Geçen bahar tanık olduğum bir trafik manzarasını anlatayım...
Balıkesir-Akhisar yolundayım.
Duble yol gıcır gıcır. Asfalt pürüzsüz.
Sabah erken saat olduğu için ortalık tenha.
Birden arkamda beliren bir otomobil yaklaşık 160 kilometre hızla beni solluyor.
Yanımdan geçerken bakıyorum. Arka koltuk çocuk dolu. Sürücü 40 yaşlarında bir erkek. Adım gibi eminim ki, o sırada kendini dünyanın kralı sanıyor.
Yanındaki kadının yüzünde ise belli belirsiz bir gülümseme var. Belli ki, halinden hoşnut.
Ama ben onlara bakarken içimden şöyle demekten kendimi alamıyorum: "Ah be kadın! Gülümseyerek etrafına bakacağına şu arabayı kullanan adama 'biraz yavaş' desen daha iyi olmaz mı!"
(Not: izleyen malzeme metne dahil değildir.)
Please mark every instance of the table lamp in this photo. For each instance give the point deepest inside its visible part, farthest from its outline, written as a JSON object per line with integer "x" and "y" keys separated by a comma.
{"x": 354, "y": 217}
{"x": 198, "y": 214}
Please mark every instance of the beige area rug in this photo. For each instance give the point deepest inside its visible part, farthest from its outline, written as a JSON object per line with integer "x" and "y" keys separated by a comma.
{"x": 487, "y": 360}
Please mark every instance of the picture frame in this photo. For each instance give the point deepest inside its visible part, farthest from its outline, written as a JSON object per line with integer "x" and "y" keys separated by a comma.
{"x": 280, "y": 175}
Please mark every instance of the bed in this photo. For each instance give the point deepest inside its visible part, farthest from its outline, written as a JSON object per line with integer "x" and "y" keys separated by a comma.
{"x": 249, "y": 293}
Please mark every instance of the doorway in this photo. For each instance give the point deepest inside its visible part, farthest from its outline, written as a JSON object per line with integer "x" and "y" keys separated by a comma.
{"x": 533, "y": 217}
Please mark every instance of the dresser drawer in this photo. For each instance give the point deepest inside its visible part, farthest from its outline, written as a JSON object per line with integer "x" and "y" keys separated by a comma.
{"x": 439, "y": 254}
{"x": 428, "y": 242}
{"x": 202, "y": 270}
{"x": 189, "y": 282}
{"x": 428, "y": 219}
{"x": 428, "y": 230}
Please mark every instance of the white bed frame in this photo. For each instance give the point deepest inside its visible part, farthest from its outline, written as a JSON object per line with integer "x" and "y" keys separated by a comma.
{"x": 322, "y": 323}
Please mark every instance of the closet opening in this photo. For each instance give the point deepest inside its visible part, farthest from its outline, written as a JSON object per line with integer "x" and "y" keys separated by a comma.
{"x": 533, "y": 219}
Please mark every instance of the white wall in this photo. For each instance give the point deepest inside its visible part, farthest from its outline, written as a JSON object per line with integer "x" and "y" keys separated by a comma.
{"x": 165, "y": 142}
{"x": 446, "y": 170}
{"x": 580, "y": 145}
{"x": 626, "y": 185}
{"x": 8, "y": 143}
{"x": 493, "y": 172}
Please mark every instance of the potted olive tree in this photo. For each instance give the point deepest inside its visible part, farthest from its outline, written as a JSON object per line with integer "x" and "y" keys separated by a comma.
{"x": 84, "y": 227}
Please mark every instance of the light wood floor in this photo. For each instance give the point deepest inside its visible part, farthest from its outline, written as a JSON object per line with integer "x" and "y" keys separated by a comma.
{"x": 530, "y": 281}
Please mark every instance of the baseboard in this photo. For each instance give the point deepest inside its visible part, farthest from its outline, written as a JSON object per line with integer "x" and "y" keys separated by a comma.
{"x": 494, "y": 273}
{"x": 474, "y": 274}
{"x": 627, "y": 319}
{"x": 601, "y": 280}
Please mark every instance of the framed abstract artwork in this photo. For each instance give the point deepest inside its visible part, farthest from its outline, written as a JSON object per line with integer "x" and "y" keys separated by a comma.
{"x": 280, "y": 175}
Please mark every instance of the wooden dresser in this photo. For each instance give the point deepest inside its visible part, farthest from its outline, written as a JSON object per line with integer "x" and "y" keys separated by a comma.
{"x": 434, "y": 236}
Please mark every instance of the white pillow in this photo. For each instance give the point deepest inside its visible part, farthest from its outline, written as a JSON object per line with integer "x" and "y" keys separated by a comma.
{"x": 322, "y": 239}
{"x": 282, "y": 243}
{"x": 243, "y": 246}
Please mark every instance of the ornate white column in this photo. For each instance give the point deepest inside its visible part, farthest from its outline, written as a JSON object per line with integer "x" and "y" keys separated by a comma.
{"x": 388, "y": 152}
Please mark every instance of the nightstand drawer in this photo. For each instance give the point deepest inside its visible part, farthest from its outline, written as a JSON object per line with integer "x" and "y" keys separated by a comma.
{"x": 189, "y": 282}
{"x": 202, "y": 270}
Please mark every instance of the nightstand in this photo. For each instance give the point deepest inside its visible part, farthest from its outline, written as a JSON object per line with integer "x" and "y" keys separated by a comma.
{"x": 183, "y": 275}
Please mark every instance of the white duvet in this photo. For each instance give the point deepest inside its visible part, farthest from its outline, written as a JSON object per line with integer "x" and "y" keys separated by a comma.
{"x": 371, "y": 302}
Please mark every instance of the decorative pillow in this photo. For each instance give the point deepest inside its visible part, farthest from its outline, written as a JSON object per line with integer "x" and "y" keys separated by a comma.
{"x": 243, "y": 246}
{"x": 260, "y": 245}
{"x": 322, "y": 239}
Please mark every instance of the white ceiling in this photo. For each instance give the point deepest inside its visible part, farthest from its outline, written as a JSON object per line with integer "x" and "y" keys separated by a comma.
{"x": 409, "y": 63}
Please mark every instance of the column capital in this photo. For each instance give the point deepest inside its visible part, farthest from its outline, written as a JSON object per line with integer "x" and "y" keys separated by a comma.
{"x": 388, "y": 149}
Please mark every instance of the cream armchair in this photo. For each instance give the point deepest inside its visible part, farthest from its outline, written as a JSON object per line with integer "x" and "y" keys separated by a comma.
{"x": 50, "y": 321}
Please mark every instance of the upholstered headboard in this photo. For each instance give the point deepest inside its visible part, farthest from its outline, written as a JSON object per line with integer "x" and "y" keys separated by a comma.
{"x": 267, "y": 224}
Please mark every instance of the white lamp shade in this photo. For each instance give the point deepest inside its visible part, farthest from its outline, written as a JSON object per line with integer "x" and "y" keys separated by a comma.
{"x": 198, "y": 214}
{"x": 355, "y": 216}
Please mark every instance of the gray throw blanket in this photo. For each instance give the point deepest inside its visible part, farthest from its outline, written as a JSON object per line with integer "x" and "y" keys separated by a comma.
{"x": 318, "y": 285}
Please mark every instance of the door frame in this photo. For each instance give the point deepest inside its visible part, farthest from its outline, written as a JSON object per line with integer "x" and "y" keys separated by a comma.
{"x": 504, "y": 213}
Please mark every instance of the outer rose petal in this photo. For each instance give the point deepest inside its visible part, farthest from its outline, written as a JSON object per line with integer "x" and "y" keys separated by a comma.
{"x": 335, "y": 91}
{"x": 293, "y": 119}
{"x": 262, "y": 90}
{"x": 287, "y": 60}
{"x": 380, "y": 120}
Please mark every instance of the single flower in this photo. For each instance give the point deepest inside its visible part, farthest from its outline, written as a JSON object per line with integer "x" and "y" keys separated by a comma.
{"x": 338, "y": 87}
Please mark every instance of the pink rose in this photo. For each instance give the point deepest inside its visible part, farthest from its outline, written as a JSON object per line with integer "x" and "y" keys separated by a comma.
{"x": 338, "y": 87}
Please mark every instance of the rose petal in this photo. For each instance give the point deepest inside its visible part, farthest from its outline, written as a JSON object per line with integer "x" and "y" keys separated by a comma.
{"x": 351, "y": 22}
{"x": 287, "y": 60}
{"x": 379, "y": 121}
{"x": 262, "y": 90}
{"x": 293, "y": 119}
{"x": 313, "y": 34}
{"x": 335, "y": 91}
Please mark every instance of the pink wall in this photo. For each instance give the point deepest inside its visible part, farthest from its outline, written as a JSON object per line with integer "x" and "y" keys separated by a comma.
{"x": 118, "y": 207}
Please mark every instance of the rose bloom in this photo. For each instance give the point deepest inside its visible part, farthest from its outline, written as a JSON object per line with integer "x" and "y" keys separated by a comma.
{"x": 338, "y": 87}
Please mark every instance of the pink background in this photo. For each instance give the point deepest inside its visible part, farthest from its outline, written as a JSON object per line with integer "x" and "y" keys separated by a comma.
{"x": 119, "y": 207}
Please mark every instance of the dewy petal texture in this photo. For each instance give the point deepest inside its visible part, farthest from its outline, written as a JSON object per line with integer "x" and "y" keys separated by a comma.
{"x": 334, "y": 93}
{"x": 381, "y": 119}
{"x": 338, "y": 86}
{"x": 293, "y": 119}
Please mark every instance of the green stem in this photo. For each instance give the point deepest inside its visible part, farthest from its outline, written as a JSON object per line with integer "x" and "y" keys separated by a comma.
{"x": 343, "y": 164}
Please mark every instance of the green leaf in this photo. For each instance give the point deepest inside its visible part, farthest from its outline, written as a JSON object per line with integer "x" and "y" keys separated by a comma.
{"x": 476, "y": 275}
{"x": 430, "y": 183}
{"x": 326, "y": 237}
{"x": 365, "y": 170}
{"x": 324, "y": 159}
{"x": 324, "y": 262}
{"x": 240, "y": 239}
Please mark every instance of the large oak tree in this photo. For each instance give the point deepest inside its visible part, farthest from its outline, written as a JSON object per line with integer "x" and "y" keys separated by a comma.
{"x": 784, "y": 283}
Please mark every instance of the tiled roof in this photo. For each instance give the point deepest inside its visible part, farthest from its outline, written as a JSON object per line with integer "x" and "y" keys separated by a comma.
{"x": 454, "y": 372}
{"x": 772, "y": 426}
Nitekim 40 kilometre kadar sonra trafik durduruluyor. Önümdeki araçlar yavaşlıyor.
Çünkü "bizimkiler" virajı alamayıp yoldan çıkıp tarlaya girmişler!
Allahtan, ufak tefek çizikler dışında görünürde bir şeyleri yok!
Ama bir başka sefere nasıl olacak?
Esas merak ettiğim şu...
Kocası yine hız yaptığında o kadın hiç değilse çocuklarını düşünerek onu hiç uyarmayacak mı?